Pennsylvania’s Supreme Court has its work cut out for it in three cases important to Pennsylvania tort law practitioners, defense and plaintiff alike.
First up is Zauflik v. Pennsboro School District, in which the Court will consider a challenge to the caps on recoveries against municipalities unbder Pennsylvania’s Political Subdivision Tort Claims Act. The caps under the Act have been consistently upheld as constitutional, and were so upheld in this case by the lower Commonwealth Court. The plaintiff was seriously injured in a school bus accident, and under the Act her recovery is limited to $500,000. A finding by the Court that the Act’s caps are unconstitutional would throw municipal tort law into chaos. Municipalities would face serious economic peril if their liability is unlimited. And, if they sought to purchase insurance to protect themselves, how much would be enough? And how much would “enough” cost? If the plaintiff’s tort bar is unhappy with the liability limit provided in the Act, the proper resolution is to amend the Act.

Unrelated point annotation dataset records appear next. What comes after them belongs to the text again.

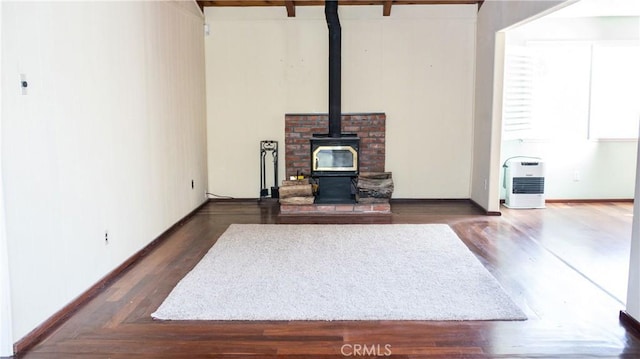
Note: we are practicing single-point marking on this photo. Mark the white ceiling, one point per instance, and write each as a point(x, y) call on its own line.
point(591, 8)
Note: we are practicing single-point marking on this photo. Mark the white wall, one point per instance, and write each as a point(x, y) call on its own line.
point(416, 66)
point(108, 138)
point(633, 290)
point(492, 17)
point(6, 335)
point(576, 167)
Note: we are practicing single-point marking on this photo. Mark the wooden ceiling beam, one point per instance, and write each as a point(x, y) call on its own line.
point(386, 8)
point(290, 5)
point(291, 8)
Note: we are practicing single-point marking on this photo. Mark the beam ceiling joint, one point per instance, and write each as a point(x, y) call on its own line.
point(386, 8)
point(291, 8)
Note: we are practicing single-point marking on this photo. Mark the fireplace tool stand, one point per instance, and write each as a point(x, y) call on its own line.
point(268, 146)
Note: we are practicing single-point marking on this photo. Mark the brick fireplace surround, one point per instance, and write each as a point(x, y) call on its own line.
point(299, 128)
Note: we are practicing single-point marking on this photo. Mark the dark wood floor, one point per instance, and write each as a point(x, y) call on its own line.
point(565, 266)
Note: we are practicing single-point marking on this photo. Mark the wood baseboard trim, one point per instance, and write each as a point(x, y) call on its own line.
point(597, 200)
point(630, 323)
point(37, 334)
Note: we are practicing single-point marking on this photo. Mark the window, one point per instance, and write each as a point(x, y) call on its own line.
point(571, 90)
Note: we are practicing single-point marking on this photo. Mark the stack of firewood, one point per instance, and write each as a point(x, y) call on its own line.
point(374, 187)
point(296, 192)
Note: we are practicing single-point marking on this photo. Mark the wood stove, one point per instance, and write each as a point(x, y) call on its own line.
point(334, 156)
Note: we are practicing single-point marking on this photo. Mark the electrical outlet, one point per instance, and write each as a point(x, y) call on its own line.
point(576, 176)
point(23, 84)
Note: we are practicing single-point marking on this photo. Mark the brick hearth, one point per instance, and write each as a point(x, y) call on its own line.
point(299, 128)
point(339, 209)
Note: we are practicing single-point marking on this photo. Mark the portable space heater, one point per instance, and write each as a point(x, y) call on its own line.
point(524, 182)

Next is Babcock & Wilcox v. American Nuclear Insurance, et. al., a case in which the Court will consider if an insurer’s defense of its insured under a reservation of rights ia tantamount to a coverage denial, freeing the insured to settle claims against it without the insurer’s consent. The case involved claims against Babcock & Wilcox arising from exposure to radiation from a Babcock & Wilcox facility. When ANI advised Babcock & Wilcox that it would provide a defense for them to the claims under a reservation of rights, Babcock & Wilcox proceeded to settle the claims on its own, and then sought reimbursement from ANI under its insurance policy. ANI argued it had no duty to provide reimbursement as Babcock & Wilcox violated the “consent to settle” clause under the insurance policy requiring ANI’s consent to settle claims under the policy. Pennsylvania’s Superior Court held that when an insurer tenders defense to an insured under a reservation of rights, the insured may accept the defense and in doing so is bound by the consent to settle clause, or the insured may decline the insurer’s tender of a qualified defense and retain control of its own defense, including the option of settling the underlying clsims, and the insured may then recover from the insurer the costs of settlement and defense costs to the extent these costs are fair, reasonable, and non-collusive. This result is inconsistent with current Pennsylvania law and insurance practice. Currently, insurers are entitled to defend an insured under a reservation of rights and continue to control the defense of the claim, including settlement of the claim. A reservation of rights is not tantamount to a denial of coverage, allowing the insured control of the litigation. Rather, the insurer continues to control the litigation, including settlement. If the insurer improperly refuses to settle a claim defended under a reservatuion of rights, the insured may seek damages from the insurer in a bad faith action.
Finally, in Allstate Property & Casualty Insurance Company v. Wolfe, the United States Court of Appeals for the Third Circuit has requested the Pennsylvania Supreme Court to opine on whether a tortfeasor under Pennsylvania law may assign his or her bad faith claim against an insurer to an injured party. Although Pennsylvania’s courts have long held that tort claims are not assignable, such assignment in bad faith cases has become accepted practice based on piecemeal Pennsylvania state court decisions. Pennsylvania’s federal courts, however, have held that bad faith claims are not assignable, “to prevent speculation or profiteering in litigation by individuals who othee have no interest in the claim”. A decision by the Pennsylvania Supreme Court that bad faith claims are not assignable would be a welcome change in bad faith practice, would be consistent with Pennsylvania law that tort actions are generally not assignable, and would prevent double recoveries by injured parties who seek to recover for theior injuries but also profit from the insurer’s conduct toward the insured.